だがその背中からは、ただならぬ「気配」が滲み出ていた。
これは、警告――いや、脅迫だった。
そのまま会社に出社すると、すぐに社長室に呼び出された。
前田がドアを閉めると、社長の川崎義道は口早にこう切り出した。
『……前田。うちの件以外は、一切喋るな。わかってるな?』
前田が何か答える前に、社長は続けた。
『全部、お前が勝手にやったことにしろ。独断で、誰にも相談せずやったって、そう言え。心配すんな、家族のことは俺が責任持つ。……安心してくれ』
その口調には、妙な柔らかさがあった。まるで親が子をなだめるような――だがその奥には、鋭利な刃が潜んでいた。

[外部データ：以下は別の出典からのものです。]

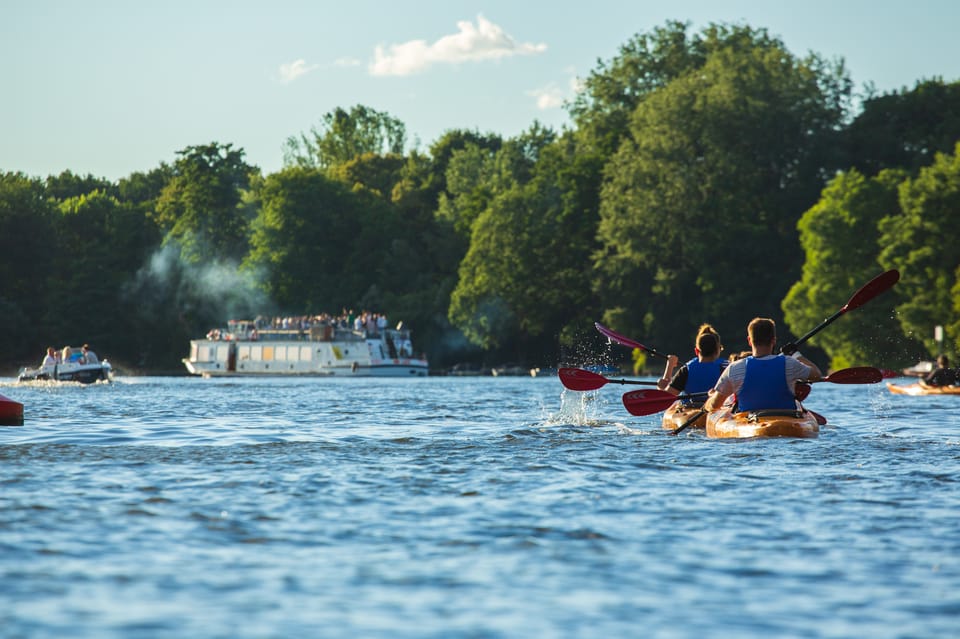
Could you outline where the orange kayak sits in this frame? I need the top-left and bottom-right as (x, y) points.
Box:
(661, 400), (707, 430)
(706, 406), (819, 439)
(661, 400), (706, 430)
(886, 382), (960, 396)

前田は黙ったまま、社長の目を見つめていた。だが、その時感じたのは、得体の知れない吐き気だった。
そして、社長はにやりと笑った。
『……指示に従わなければ、どうなるか。わかってるだろう?』
その笑みは、人の命など、紙切れほどにも思っていない者のそれだった。
前田の脳裏をよぎったのは、朝のホームでの囁き、そして、上永が落とされたという話だった。
家族の顔が思い浮かんだ
――逆らえば、巻き添えになる。
だから前田は、黙って頷いた。
そして警察に逮捕されたとき、自分が管理職としての権限を使って、全て独断で行ったと供述した。

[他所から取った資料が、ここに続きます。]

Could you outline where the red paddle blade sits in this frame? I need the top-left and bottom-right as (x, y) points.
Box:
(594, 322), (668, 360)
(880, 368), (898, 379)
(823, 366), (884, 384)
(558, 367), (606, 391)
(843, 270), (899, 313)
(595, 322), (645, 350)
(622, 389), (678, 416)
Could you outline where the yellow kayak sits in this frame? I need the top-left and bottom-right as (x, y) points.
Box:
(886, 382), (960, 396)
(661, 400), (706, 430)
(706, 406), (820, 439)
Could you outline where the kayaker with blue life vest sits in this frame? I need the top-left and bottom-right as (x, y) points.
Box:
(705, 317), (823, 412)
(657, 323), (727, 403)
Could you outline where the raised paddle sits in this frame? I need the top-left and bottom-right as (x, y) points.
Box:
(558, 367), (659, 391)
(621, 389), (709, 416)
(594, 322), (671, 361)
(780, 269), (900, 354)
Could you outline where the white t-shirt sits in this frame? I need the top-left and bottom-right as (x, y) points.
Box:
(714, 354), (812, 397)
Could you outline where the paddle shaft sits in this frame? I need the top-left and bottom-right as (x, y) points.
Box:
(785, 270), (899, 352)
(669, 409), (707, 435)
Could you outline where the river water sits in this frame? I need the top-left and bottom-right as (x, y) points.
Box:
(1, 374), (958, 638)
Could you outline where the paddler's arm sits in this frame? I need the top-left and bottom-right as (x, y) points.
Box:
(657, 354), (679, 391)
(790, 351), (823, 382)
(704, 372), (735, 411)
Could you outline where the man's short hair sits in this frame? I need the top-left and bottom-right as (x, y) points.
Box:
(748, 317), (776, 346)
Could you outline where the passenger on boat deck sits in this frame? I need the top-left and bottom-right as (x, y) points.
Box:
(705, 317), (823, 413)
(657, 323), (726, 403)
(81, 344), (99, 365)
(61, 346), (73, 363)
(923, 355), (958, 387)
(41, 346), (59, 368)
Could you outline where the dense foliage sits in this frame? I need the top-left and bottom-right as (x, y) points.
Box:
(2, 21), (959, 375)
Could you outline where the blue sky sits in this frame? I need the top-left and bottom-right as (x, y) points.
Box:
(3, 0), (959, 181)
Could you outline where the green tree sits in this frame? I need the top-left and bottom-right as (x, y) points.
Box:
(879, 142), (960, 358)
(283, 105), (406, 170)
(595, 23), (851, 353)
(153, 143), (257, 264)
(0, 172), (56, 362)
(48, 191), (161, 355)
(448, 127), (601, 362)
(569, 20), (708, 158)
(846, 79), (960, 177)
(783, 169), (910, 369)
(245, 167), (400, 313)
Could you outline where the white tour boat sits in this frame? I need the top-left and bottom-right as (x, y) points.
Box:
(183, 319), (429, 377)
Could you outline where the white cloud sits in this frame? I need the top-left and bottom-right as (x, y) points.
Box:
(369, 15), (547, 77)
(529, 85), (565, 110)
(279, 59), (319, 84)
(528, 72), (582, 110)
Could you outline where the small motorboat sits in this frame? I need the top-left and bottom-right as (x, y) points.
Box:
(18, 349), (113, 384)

上永と富沢以外のことは、徹底して「知らぬ」「存ぜぬ」で通した。
社長や、政治家たちの名前が出ることは一度もなかった。
そうして、前田は裁判で3年の実刑判決を受けた。
刑務所の中で、時間だけが過ぎていった。
彼の沈黙は、あらゆる意味で「正解」だった。
だが、失ったものもあった。
前田は、全てを背負った。罪と、恐怖と、裏切りと、孤独を。